Most of us recall the good ol’ days where parents would drag their children to the nearest mall to shop through all 125 stores in a single, back-to-school afternoon. Malls are a huge part of America’s history, with hundreds of shops all located in a single, easy access building. But malls are becoming more part of the distant past instead of the future in today’s shopping digital age.
In the next five years, consumers can expect to see some rapid changes in the shopping world. No longer will malls overtake the shopping experience. In the next five years, shoppers can expect 20% to 25% of the nation’s shopping malls to close their doors, forever. As e-commerce overtakes the shopping world, less and less brick and mortar stores are finding the sales in order to stay open another year. Slowly, as online vendors have slowly overtaken the shopping world, more and more retail, local stores are finding it harder and harder to stay open.
The biggest sales for brick and mortar stores tends to be clothing, as sizes are not always universal. But as more and more people get the hang of shopping for clothing items online, brick and mortar clothing sales are down a bit. Sales are expected to increase online from a mere 17% to 35% by 2030. As more of these sales jump to the online commerce sales, there will be less brick and mortar stores to shop at in your local area.
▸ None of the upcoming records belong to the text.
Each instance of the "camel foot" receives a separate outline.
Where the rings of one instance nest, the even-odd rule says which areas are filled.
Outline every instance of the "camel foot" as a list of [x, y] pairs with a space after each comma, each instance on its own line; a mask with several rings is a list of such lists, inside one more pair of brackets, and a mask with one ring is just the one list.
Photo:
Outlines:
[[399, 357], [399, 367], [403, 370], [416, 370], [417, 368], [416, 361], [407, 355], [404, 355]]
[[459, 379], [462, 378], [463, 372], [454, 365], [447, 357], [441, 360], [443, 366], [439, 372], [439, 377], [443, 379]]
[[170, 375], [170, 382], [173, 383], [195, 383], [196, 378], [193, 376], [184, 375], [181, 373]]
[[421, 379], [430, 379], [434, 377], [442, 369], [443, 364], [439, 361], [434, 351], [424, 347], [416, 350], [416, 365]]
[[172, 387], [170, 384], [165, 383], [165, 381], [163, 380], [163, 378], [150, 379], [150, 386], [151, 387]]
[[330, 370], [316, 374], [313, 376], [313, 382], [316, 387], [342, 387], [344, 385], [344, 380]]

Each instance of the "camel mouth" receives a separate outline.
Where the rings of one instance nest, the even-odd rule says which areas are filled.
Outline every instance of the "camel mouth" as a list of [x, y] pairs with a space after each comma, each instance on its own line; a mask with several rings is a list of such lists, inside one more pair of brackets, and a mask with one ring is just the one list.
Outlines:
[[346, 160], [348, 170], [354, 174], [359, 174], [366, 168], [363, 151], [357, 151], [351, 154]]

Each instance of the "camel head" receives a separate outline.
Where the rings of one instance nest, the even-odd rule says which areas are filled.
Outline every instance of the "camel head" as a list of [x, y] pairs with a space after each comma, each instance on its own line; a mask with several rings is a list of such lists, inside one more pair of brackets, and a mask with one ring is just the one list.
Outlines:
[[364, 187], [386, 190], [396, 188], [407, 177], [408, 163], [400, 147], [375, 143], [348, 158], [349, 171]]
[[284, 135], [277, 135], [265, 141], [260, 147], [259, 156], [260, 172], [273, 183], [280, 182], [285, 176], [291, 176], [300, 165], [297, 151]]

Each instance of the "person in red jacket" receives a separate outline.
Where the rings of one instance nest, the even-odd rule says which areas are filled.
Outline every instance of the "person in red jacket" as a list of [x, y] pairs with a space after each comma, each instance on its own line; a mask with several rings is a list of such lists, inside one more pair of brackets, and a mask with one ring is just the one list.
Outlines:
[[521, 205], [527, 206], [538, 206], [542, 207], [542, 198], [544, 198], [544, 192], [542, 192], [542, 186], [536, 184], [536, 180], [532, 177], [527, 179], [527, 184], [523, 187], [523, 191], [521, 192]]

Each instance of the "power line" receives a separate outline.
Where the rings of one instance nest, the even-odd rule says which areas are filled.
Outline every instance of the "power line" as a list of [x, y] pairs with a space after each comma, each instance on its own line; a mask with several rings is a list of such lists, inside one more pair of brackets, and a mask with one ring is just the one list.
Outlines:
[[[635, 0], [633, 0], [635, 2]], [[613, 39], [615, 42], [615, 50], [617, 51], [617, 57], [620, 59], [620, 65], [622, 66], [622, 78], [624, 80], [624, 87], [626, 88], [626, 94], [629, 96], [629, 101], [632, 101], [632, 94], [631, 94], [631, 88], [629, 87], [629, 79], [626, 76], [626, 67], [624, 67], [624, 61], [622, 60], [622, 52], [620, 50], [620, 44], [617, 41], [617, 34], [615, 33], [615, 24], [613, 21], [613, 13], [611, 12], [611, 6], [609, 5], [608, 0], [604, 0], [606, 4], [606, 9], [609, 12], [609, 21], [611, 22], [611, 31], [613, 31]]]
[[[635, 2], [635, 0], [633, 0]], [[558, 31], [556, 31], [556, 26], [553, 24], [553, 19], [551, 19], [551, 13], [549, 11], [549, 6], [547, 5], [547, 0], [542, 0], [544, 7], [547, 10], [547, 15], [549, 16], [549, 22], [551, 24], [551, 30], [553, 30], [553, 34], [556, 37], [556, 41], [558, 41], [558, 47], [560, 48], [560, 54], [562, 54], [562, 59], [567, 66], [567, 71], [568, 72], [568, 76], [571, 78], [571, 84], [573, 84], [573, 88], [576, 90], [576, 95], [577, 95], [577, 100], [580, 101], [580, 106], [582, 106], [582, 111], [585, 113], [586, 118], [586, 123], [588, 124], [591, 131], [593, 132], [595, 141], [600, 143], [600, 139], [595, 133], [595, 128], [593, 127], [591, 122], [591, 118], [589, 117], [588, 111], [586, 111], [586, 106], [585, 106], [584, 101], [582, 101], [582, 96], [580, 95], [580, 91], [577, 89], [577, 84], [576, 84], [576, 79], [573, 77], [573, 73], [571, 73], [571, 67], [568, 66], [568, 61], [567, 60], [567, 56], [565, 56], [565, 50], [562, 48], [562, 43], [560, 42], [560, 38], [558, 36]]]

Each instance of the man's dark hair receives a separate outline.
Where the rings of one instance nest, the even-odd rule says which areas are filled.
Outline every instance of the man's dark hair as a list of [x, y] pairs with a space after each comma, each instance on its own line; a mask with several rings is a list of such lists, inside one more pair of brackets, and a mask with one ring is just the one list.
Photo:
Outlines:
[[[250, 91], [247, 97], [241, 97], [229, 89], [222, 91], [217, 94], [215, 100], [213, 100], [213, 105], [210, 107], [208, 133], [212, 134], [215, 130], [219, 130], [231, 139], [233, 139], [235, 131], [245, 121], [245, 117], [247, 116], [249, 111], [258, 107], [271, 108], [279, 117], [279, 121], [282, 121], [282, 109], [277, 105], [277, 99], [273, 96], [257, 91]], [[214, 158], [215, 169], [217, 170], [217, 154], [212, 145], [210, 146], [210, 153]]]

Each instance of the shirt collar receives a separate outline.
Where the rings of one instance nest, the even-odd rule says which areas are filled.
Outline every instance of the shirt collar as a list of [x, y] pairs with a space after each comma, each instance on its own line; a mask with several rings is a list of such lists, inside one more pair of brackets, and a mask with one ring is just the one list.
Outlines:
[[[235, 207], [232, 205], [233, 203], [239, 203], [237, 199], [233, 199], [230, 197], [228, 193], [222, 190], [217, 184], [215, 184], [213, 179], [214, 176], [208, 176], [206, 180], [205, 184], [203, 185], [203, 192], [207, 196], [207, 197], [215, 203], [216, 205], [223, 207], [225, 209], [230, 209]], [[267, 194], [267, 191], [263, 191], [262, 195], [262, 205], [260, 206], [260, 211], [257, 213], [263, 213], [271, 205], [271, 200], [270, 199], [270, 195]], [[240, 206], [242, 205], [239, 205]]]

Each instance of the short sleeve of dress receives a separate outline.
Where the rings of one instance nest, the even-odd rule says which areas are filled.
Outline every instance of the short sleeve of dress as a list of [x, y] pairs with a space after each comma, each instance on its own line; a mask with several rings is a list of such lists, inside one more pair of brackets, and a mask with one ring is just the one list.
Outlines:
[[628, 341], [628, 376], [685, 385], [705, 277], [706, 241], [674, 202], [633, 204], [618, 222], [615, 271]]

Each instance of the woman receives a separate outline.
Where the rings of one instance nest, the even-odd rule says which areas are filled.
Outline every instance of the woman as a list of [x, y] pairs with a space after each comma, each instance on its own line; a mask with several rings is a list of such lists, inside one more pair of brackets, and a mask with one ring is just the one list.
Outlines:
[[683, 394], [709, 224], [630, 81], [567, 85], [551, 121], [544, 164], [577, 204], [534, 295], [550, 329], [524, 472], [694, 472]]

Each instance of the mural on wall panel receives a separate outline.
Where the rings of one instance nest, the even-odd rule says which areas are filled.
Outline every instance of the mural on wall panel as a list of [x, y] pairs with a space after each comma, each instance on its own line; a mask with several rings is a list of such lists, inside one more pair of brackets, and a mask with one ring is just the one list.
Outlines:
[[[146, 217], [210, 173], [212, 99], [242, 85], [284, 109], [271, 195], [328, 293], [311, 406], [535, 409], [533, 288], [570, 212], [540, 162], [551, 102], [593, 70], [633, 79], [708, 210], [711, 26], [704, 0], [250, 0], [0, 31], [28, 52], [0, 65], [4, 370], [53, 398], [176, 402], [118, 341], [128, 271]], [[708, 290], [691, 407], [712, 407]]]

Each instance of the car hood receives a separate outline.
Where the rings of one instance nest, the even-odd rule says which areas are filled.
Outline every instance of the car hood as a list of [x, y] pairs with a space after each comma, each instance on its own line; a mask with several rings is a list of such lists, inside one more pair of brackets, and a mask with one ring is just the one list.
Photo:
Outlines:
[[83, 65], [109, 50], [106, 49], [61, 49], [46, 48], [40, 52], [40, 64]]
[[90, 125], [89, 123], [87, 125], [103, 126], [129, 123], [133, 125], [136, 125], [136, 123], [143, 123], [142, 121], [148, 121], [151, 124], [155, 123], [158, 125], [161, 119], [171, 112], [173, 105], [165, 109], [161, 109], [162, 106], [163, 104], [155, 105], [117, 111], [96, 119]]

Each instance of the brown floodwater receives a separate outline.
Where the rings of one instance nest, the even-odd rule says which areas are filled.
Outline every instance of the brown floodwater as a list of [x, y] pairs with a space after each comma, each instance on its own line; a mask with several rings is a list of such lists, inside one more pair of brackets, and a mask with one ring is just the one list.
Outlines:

For those that do not live in urban areas, online shopping has already become a major part of sales for a variety of items, and trends are showing an increase for those online products even in urban areas.
Traditionally, stores like Macy’s, Sears, and J.C. Penney kept malls alive with their super chain store names, but as time has passed less sales have made it to these retail giants. Each one of these retail lines have announced closings of stores across the country, and trends indicate more stores will be soon to follow. It appears, for all intensive purposes, that the retail giant we all know and love, will no longer be a part of our future generations.